3. Ampere's Circuital Law and Applications

Ampere's Circuital Law: The line integral of magnetic field B along a closed loop (Amperian loop) equals μ0 times the total current passing through the surface bounded by that loop.
∮ B · dl = μ0 Ienc
(Closed line integral of B around Amperian loop = μ0 × net enclosed current)

3.1 B Due to a Long Straight Wire (from Ampere's Law)

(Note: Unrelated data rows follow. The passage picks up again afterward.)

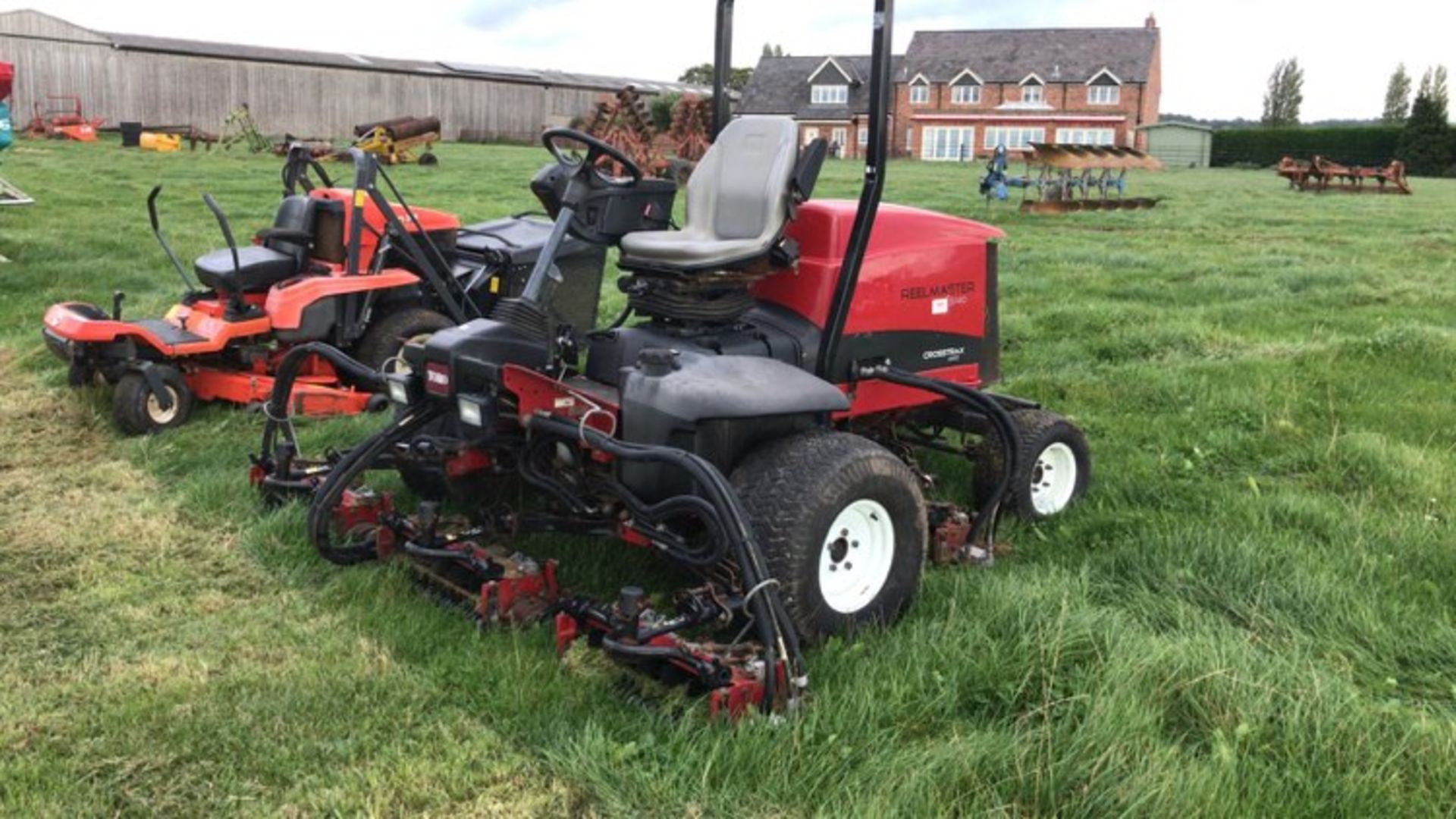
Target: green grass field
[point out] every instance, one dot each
(1251, 613)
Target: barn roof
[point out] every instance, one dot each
(1008, 55)
(36, 24)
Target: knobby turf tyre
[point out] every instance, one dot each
(388, 334)
(139, 413)
(817, 503)
(1047, 444)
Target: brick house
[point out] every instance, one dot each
(960, 93)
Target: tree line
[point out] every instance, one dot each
(1427, 142)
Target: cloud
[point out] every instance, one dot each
(495, 14)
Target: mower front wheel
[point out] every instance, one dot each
(842, 525)
(139, 411)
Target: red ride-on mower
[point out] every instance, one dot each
(761, 425)
(340, 264)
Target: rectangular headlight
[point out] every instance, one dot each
(472, 410)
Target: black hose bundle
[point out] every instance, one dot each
(277, 406)
(775, 629)
(984, 523)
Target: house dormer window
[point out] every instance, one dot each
(1031, 91)
(829, 95)
(965, 89)
(1104, 89)
(829, 83)
(919, 91)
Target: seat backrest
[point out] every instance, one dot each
(742, 188)
(294, 213)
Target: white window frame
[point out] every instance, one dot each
(829, 95)
(946, 143)
(1015, 137)
(960, 98)
(1087, 136)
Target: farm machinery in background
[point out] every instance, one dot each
(1069, 177)
(9, 194)
(61, 118)
(1320, 172)
(348, 265)
(623, 121)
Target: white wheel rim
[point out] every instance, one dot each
(155, 410)
(1053, 479)
(856, 556)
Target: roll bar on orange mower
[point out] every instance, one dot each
(875, 156)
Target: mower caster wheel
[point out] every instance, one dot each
(388, 334)
(1053, 465)
(139, 411)
(842, 525)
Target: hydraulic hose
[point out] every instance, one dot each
(354, 464)
(277, 406)
(984, 523)
(775, 629)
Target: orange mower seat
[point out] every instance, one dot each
(283, 254)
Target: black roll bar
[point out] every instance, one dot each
(878, 152)
(723, 66)
(870, 196)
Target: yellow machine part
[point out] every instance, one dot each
(164, 143)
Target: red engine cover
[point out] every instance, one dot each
(921, 299)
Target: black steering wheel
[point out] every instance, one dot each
(596, 149)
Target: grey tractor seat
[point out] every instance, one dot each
(737, 202)
(258, 268)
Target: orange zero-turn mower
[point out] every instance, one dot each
(344, 265)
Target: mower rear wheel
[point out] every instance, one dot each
(386, 335)
(1053, 465)
(139, 411)
(842, 525)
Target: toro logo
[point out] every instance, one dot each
(937, 290)
(437, 379)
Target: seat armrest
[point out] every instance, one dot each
(286, 234)
(807, 169)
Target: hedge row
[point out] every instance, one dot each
(1365, 145)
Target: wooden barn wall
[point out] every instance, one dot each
(171, 89)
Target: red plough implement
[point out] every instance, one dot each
(1324, 175)
(63, 120)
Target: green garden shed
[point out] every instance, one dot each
(1180, 145)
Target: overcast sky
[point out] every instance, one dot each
(1216, 55)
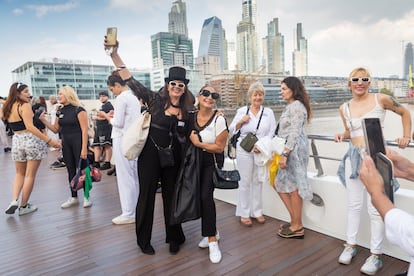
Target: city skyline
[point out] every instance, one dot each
(340, 35)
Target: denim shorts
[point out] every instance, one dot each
(26, 146)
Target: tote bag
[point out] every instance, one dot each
(135, 137)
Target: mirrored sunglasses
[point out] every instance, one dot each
(178, 84)
(364, 79)
(206, 93)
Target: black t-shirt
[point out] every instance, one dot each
(106, 107)
(68, 119)
(37, 111)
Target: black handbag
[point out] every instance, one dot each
(166, 155)
(185, 201)
(250, 139)
(232, 144)
(223, 179)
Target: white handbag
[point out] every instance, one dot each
(135, 137)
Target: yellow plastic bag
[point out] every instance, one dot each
(273, 169)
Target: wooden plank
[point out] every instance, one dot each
(79, 241)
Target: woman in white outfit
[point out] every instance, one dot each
(127, 109)
(364, 105)
(260, 121)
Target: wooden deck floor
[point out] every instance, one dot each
(80, 241)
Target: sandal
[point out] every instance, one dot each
(261, 219)
(290, 234)
(284, 225)
(246, 221)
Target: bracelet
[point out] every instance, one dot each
(121, 67)
(285, 154)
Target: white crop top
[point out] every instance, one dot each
(216, 126)
(355, 124)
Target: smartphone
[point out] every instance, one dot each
(386, 169)
(374, 139)
(111, 36)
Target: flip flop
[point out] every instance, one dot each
(284, 225)
(287, 233)
(246, 222)
(261, 219)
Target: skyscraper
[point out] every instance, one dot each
(247, 48)
(210, 52)
(274, 45)
(408, 60)
(249, 11)
(169, 49)
(177, 18)
(173, 48)
(300, 53)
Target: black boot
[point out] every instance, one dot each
(112, 171)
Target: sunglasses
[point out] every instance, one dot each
(174, 84)
(364, 79)
(19, 84)
(206, 93)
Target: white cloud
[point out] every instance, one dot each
(378, 46)
(42, 10)
(17, 11)
(139, 6)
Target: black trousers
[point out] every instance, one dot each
(71, 149)
(149, 173)
(208, 206)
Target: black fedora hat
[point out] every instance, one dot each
(177, 73)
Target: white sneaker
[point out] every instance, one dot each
(87, 203)
(214, 252)
(123, 220)
(72, 201)
(204, 241)
(27, 210)
(347, 255)
(371, 265)
(12, 207)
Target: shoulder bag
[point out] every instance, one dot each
(223, 179)
(250, 139)
(135, 137)
(232, 144)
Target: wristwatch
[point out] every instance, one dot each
(285, 153)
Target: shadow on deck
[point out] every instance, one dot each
(80, 241)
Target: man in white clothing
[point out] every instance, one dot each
(399, 225)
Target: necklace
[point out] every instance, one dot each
(176, 106)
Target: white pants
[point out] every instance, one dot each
(3, 135)
(356, 191)
(250, 186)
(127, 178)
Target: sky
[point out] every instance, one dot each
(341, 34)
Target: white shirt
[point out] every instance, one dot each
(127, 108)
(399, 228)
(210, 132)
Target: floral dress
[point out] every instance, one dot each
(292, 128)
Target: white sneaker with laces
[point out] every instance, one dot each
(347, 255)
(27, 210)
(72, 201)
(214, 252)
(87, 203)
(119, 220)
(371, 265)
(12, 207)
(204, 241)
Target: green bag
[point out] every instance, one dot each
(248, 142)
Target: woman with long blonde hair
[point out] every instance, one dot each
(72, 124)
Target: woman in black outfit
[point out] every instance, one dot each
(169, 122)
(72, 124)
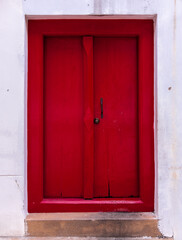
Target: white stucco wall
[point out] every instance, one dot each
(168, 100)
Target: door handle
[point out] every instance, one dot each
(101, 106)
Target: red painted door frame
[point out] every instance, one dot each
(143, 31)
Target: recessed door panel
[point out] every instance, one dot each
(116, 136)
(90, 115)
(63, 117)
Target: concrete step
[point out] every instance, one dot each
(77, 238)
(103, 225)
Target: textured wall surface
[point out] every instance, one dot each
(168, 100)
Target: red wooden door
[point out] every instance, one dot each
(115, 139)
(115, 161)
(90, 117)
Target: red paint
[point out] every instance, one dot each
(73, 164)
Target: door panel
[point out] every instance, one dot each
(115, 142)
(63, 117)
(74, 164)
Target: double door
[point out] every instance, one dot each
(91, 117)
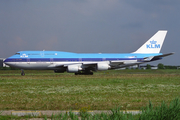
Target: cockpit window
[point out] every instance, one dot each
(17, 54)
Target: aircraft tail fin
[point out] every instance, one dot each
(154, 44)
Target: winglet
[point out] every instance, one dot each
(154, 44)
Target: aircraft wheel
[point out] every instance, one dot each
(76, 73)
(22, 73)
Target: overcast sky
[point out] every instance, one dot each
(88, 26)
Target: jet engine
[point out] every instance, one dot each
(60, 71)
(102, 66)
(73, 68)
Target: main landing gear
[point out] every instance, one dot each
(22, 72)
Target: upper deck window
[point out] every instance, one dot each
(17, 54)
(34, 54)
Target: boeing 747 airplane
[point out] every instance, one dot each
(84, 64)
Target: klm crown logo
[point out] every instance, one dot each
(153, 44)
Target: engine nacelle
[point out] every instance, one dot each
(102, 66)
(73, 68)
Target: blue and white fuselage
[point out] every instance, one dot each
(84, 63)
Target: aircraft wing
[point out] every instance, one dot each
(164, 55)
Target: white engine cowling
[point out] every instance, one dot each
(102, 66)
(73, 68)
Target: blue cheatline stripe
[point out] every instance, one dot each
(66, 59)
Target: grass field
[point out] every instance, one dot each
(46, 90)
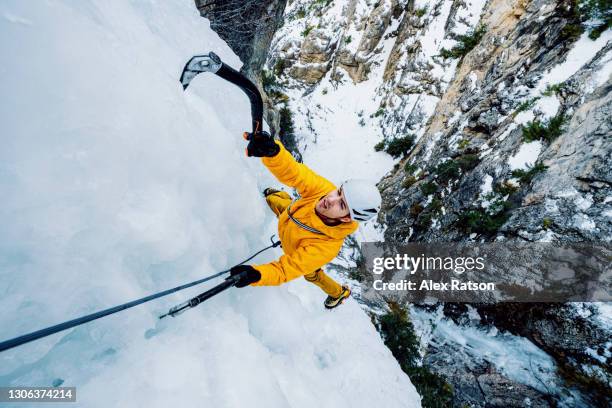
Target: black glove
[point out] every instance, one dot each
(261, 144)
(247, 275)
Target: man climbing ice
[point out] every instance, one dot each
(312, 229)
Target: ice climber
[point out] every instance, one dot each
(312, 229)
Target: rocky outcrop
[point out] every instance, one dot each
(247, 27)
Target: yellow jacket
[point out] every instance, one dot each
(305, 251)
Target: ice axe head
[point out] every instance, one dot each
(198, 64)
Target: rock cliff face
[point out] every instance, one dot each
(502, 113)
(247, 27)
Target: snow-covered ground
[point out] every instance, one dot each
(116, 184)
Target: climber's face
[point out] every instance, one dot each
(334, 206)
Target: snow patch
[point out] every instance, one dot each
(526, 156)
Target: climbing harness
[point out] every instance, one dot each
(301, 224)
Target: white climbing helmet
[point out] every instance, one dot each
(362, 197)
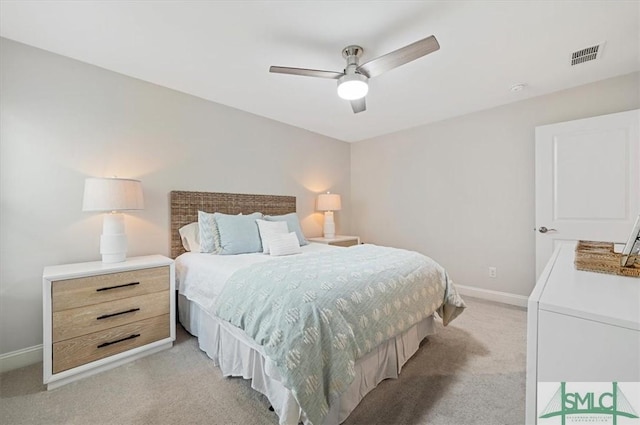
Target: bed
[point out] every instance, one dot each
(258, 339)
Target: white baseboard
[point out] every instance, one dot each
(20, 358)
(487, 294)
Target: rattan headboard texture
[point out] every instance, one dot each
(185, 207)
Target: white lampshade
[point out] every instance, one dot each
(329, 202)
(112, 194)
(352, 86)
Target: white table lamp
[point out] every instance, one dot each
(329, 202)
(112, 195)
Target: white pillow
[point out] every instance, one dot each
(190, 235)
(284, 244)
(209, 238)
(269, 229)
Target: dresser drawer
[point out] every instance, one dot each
(73, 293)
(97, 317)
(98, 345)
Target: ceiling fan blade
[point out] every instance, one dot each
(358, 105)
(399, 57)
(306, 72)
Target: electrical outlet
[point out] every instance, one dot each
(493, 272)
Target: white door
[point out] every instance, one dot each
(587, 181)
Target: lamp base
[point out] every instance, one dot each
(329, 225)
(113, 242)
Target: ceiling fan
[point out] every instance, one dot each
(353, 82)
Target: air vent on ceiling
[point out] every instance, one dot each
(587, 54)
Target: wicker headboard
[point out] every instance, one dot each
(185, 206)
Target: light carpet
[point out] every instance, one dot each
(470, 372)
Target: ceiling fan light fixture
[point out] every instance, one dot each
(352, 86)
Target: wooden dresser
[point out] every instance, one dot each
(581, 327)
(98, 316)
(339, 240)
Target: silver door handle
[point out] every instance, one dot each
(543, 229)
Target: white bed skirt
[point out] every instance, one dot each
(238, 355)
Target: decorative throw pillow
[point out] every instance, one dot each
(238, 233)
(268, 229)
(208, 232)
(293, 223)
(284, 244)
(190, 235)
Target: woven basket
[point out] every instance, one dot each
(599, 257)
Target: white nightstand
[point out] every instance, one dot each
(98, 316)
(339, 240)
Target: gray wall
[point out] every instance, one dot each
(63, 120)
(462, 190)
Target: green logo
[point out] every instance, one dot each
(612, 403)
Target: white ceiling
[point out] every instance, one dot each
(222, 50)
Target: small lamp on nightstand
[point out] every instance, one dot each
(112, 195)
(329, 202)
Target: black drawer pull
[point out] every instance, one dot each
(106, 288)
(118, 340)
(106, 316)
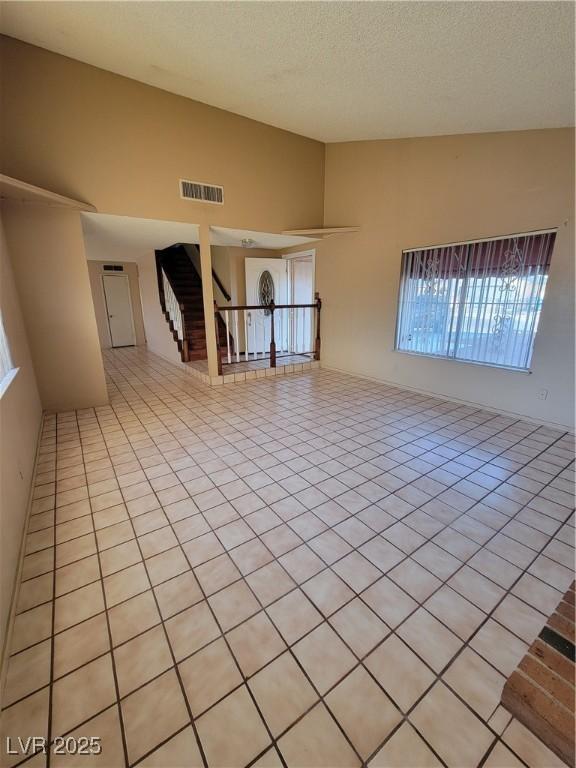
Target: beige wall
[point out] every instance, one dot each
(417, 192)
(122, 146)
(47, 250)
(20, 421)
(96, 270)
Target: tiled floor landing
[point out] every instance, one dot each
(309, 570)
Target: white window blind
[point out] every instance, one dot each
(477, 301)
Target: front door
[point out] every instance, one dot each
(265, 280)
(302, 292)
(119, 310)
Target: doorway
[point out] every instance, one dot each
(119, 310)
(266, 281)
(300, 272)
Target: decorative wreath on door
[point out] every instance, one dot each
(266, 290)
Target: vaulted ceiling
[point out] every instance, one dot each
(334, 71)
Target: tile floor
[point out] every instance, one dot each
(312, 570)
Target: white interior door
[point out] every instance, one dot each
(119, 309)
(266, 279)
(301, 291)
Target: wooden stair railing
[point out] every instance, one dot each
(269, 331)
(175, 265)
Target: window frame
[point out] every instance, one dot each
(6, 355)
(453, 358)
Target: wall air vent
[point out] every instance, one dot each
(206, 193)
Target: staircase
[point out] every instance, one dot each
(183, 308)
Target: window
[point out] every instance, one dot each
(477, 301)
(5, 357)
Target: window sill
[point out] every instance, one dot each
(7, 380)
(506, 368)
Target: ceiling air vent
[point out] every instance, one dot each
(207, 193)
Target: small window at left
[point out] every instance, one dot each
(6, 366)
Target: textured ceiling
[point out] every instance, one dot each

Choose circular Amperian loop of radius r around wire:
B(2πr) = μ0I  ⇒  B = μ0I / (2πr) (same result as Biot-Savart)

3.2 Inside a Solenoid

B = μ0nI (uniform, inside)
n = N/L = number of turns per unit length
B = 0 outside an ideal infinite solenoid
For finite solenoid: B at end = μ0nI/2
  • Solenoid acts like a bar magnet: south face → current flows clockwise; north face → anticlockwise (when viewed from outside).
  • Field inside is uniform and very strong. Used in electromagnets, MRI machines.
  • Field outside solenoid ≈ 0 (fields of adjacent turns cancel).

3.3 Inside a Toroid

Inside toroid (mean radius r0, N turns):
B = μ0NI / (2πr0)
Outside and inside the hole of toroid: B = 0
  • Toroid is a solenoid bent into a ring. Magnetic field is completely confined within the toroid — no leakage.
  • Used in transformers, inductors in electronics.
⚠️ NEET: Solenoid B = μ0nI (n = turns/length). At one end of solenoid = μ0nI/2. Toroid: B outside = 0, B inside = μ0NI/2πr. Both use Ampere's law. Difference: solenoid is open-ended; toroid is closed.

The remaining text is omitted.